China's planned healthcare reforms will be beneficial for the whole of the country's economy, Daniel McFadden, Presidential Professor of Health Economics and Policy at the University of Southern California, told Xinhua in a recent interview.
"I know about the efforts to reform the Chinese system. It is a very ambitious and very difficult program that they have undertaken," said McFadden, who received the 2000 Nobel Prize in Economics for developing methods and theory used in analyzing how consumers and households make choices from sets of discrete alternatives.
The Chinese State Council has recently issued a guideline to boost healthcare reforms this year, which puts forward 31 tasks in six fields to deepen the reforms and expedite the building of a universal healthcare system.
In McFadden's view, the reforms would work very well in the cities, while will be a much more difficult challenge to accomplish in some of the rural areas.
"But I believe they would be very good for the citizens of China and also for the economy as a whole," said the US professor, who was in Italy to participate in the Trento Economics Festival which closed earlier this week.
McFadden noted that over the past years, due to a fairly weak system of social insurance, individual savings rates were extremely high in China.
One of the results of this trend, he added, was that "China had been growing primarily by exporting than through domestic consumption, which was a very successful strategy in the past but is not a strategy that can be continued indefinitely."
Therefore, he said, "it is important for China to have a vast consumer sector in which citizens spend most of the money they earn on goods rather than saving to have them for the health costs in the future."
The Nobel Economics Prize Winner praised China's economic success which he defined as "remarkable."
The opening up in China, he said, "has been a great success."
"But I would hesitate to free up the health sector so quickly.

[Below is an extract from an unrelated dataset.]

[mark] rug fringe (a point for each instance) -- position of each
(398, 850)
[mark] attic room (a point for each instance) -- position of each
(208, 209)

I think that is one of the sectors in the economy where the public control actually makes sense," he pointed out.
"Looking at the healthcare systems around the world, the ones that are most efficient in terms of keeping people healthy and less costly are the ones where the community medical providers are either employed by the government or employed by companies that are largely contracting to the government and not operating as separate businesses," McFadden elaborated.
"Do not copy the United States, that is a very inefficient healthcare system," he underlined.
The professor noted that in most countries the healthcare system accounts for around 10 percent of the gross domestic product (GDP).
"In the United States it is 17 percent, very expensive, while there are some countries including China which need to put more of the national income into health," he explained to Xinhua.
However, McFadden stressed, the benchmark should not be how much a country spends on health but how healthy it keeps the population and how truly concerned its doctors are about the health of their patients.
By these standards, he said, "China still has a ways to go" but has started a reform process which has already led the country to "doing a lot better than it used to."